Think of the stop-loss as the tool that keeps you inside three limits at once:

Worked link - $50,000 funded account:
Per-trade cap: a single trade idea may not lose more than 2% = $1,000.
Daily loss limit (CFD funded, 4%): you may not lose more than $2,000 in a day.
If you set your stop so the trade risks about $1,000, you are inside the per-trade cap, and you would need two full stop-outs before approaching the daily limit. The stop-loss is what turns these numbers into an automatic guardrail instead of something you have to watch by hand.

What Triggers a Compliance Flag

Every funded account goes through a post-trade compliance audit before payouts. On the SL/TP rule, the audit looks for:

  • Open or closed trades on a funded account with no stop-loss attached.
  • Trades placed without a take-profit.
  • Patterns suggesting stops were removed after entry to let a losing position run (a form of one-sided betting).

Because rule violations breach a funded account immediately and without warning, a habit of trading without protective orders is one of the avoidable ways traders lose otherwise profitable accounts.

How to Stay Compliant

1. Attach SL and TP at entry, every time

Set both orders at the moment you open the position, not "once it moves my way." Most platforms let you define stop and target on the order ticket before you click buy or sell - use it.

2. Size the position from the stop, not the other way around

Decide where your stop belongs based on the chart, then size the position so the distance to that stop equals your intended risk (for example around 1% of the account). This keeps you inside both the per-trade and daily limits automatically.

3. Do not widen or remove a stop to avoid a loss

Moving a stop further away to dodge a loss is the fastest route to a daily-loss or max-drawdown breach, and removing it entirely can read as one-sided betting in the audit. If the trade is wrong, take the planned loss.

4. If you trade automated strategies, build SL/TP into the logic

EAs are not permitted on funded accounts, but on approved CFD challenge automation, make sure every order the system sends carries a stop and target so the funded transition is clean.

Frequently Asked Questions About SL and TP Requirements

Do I need a stop-loss and take-profit during the challenge too?

The hard, audited requirement is on funded accounts. During the challenge it is best practice and the easiest way to stay inside your daily loss and per-trade limits - and building the habit early means nothing changes when you get funded.

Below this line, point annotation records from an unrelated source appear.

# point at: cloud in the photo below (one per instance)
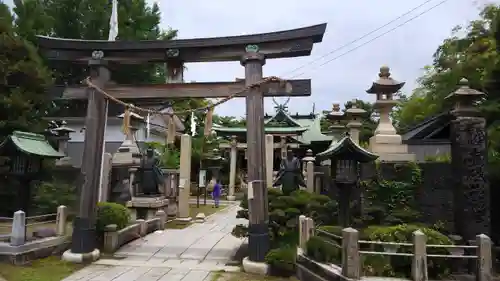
(406, 50)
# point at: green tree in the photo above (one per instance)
(23, 81)
(469, 52)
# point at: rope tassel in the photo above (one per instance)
(170, 130)
(208, 121)
(126, 121)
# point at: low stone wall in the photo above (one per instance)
(21, 251)
(114, 238)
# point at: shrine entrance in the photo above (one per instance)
(250, 50)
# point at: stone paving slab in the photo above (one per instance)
(188, 254)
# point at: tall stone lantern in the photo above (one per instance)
(386, 142)
(63, 132)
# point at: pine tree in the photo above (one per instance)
(23, 81)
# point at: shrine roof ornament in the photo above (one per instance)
(385, 84)
(346, 149)
(32, 144)
(280, 44)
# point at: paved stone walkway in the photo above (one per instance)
(188, 254)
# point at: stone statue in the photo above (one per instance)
(149, 176)
(290, 174)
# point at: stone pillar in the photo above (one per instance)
(61, 220)
(354, 116)
(232, 168)
(350, 254)
(469, 158)
(185, 178)
(258, 233)
(386, 142)
(269, 160)
(83, 246)
(18, 233)
(106, 174)
(419, 264)
(283, 147)
(484, 259)
(310, 176)
(174, 68)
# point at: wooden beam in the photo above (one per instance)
(294, 88)
(244, 145)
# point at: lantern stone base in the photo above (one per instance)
(127, 154)
(146, 207)
(259, 268)
(390, 148)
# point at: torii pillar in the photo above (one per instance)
(258, 233)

Does this apply to every account type?

Yes, on the funded side: CFD Funded (1/2/3-Step), Instant, and Futures Funded all require a stop-loss and take-profit on every trade.

Can I move my stop-loss after entry?

You can manage a trade normally - including moving a stop to lock in profit. What you should never do is widen a stop to avoid taking a loss or remove it entirely, which risks a drawdown breach and can be flagged as one-sided betting.

What happens if I forget to set a take-profit on one trade?

The requirement is that funded trades carry both orders. A pattern of trading without protective orders is what the audit targets. The safe approach is to make attaching SL and TP part of your entry routine so it never happens.

Why does Fewpips care if it is my profit on the line?

On a funded account it is the firm's simulated capital backing your trades. Defined-risk orders are what make the funded relationship sustainable - and they protect you from the single biggest cause of blown accounts: an unmanaged position.

The SL/TP rule asks for nothing that a disciplined trader is not doing already. Attach both orders at entry, size from your stop, and respect the loss when you are wrong - and this rule will never be the reason a payout is held.